Java thread synchronization mechanism

Source: Internet
Author: User

We can run various computer software programs on computers. Each running program may contain multiple independent threads ).
A thread is a program that runs independently and has its own dedicated running stack. Threads may share resources with other threads, such as memory, files, and databases.
Conflicts may occur when multiple threads read and write the same shared resource at the same time. At this time, we need to introduce the thread "synchronization" mechanism, that is, there must be a first-in-one between all threads, and we cannot rush together for a group.
Synchronization is translated from synchronize. I don't know why I should use this word that is easy to misunderstand. Since we all use this, we have to do that.
The real meaning of thread synchronization is the opposite to that of the word surface. The real meaning of thread synchronization is actually "Queuing": Several threads need to queue up to operate the shared resources one by one, rather than simultaneously.

Therefore, the first thing to remember about thread synchronization is that thread synchronization is thread queuing. Synchronization means queuing. The purpose of thread synchronization is to avoid "synchronous" thread execution. This is really a boring tongue twister.
The second point to keep in mind about thread synchronization is the word "sharing. Only read/write access to shared resources needs to be synchronized. If resources are not shared, there is no need for synchronization.
The third point that needs to be kept in mind for thread synchronization is that only "variables" require synchronous access. If the shared resources are fixed and unchanged, it is equivalent to a "constant", and the thread does not need to synchronize the read constants at the same time. At least one thread modifies shared resources. In this case, synchronization is required between threads.
The fourth point to keep in mind about thread synchronization is that the Code accessed by multiple threads to share resources may be the same code or different code; whether or not the same code is executed, as long as the code of these threads accesses the same variable shared resource, these threads need to be synchronized.

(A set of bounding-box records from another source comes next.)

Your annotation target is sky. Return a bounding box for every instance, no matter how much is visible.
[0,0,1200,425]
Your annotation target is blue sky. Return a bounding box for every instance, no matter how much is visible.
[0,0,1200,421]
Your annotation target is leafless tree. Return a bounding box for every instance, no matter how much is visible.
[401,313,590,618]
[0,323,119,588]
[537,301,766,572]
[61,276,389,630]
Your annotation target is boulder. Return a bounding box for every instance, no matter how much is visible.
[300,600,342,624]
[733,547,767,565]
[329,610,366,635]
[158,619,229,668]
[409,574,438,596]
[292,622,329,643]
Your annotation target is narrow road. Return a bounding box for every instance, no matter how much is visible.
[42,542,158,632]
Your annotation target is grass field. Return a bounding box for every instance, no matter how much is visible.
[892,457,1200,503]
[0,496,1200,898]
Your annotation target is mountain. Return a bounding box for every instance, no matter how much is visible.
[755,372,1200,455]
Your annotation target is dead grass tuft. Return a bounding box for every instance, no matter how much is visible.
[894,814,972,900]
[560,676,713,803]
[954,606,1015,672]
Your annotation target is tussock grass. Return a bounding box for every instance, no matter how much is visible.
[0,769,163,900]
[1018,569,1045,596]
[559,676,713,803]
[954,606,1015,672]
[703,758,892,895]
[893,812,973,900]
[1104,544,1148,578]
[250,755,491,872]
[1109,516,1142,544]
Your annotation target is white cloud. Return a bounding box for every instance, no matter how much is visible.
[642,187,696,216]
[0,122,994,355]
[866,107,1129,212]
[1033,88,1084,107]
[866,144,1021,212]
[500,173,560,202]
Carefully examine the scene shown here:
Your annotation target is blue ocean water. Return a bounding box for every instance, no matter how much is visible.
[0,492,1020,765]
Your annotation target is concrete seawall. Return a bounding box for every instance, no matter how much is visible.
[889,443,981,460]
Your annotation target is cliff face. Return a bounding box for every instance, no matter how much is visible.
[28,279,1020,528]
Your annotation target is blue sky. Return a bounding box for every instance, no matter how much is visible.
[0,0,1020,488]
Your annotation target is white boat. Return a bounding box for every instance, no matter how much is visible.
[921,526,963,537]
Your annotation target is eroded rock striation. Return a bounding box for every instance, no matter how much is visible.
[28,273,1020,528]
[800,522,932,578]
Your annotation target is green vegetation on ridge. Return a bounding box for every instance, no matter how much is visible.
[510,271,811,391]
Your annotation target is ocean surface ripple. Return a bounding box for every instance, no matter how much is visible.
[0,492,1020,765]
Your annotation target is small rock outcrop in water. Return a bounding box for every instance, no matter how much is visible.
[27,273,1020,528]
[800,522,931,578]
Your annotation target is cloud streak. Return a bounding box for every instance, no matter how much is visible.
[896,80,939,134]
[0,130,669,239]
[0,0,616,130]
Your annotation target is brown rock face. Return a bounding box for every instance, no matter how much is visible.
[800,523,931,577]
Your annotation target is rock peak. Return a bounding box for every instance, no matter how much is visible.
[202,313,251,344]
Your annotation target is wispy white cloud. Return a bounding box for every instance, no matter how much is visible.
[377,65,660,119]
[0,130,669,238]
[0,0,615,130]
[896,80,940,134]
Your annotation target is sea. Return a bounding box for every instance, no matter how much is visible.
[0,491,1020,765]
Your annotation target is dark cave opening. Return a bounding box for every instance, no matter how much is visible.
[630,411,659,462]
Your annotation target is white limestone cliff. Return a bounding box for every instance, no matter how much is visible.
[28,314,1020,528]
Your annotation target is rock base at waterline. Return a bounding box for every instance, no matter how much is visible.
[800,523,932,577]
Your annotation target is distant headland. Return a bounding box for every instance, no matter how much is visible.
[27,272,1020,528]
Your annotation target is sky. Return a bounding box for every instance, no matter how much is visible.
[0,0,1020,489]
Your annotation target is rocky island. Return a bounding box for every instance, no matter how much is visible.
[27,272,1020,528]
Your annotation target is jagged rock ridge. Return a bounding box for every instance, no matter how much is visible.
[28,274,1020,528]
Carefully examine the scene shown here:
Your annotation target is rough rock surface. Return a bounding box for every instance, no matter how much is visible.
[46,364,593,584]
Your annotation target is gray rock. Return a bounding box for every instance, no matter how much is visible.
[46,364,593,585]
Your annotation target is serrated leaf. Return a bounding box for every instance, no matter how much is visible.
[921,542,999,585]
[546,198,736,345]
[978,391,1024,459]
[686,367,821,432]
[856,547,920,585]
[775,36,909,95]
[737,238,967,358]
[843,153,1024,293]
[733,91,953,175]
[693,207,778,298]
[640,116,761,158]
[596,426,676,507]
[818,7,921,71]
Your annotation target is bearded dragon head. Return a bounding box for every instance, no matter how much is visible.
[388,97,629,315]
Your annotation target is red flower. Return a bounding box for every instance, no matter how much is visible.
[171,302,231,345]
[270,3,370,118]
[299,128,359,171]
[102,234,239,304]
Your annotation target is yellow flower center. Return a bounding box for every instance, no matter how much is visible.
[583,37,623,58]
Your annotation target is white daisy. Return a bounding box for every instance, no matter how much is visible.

For better understanding, the following are several examples.
There are two purchasers who share the same work content and follow the steps below:
(1) go to the market to find and purchase potential samples.
(2) return to the company and write a report.
Both of them have the same work content. They both need to purchase samples. They may buy the same kind of samples, but they will never purchase the same sample, and there is no shared resource between them. Therefore, they can do their jobs without interfering with each other.
The two purchasers are equivalent to two threads. The two purchasers follow the same steps, which is equivalent to executing the same code.

The following is a step for the two purchasers. Purchasers need to arrange their work plans based on the information posted on the company's "bulletin board.
The two purchasers may go to the front of the bulletin board and view the information on the bulletin board. There is no such problem. Because the bulletin board is read-only, neither of the two purchasers will modify the information written on the bulletin board.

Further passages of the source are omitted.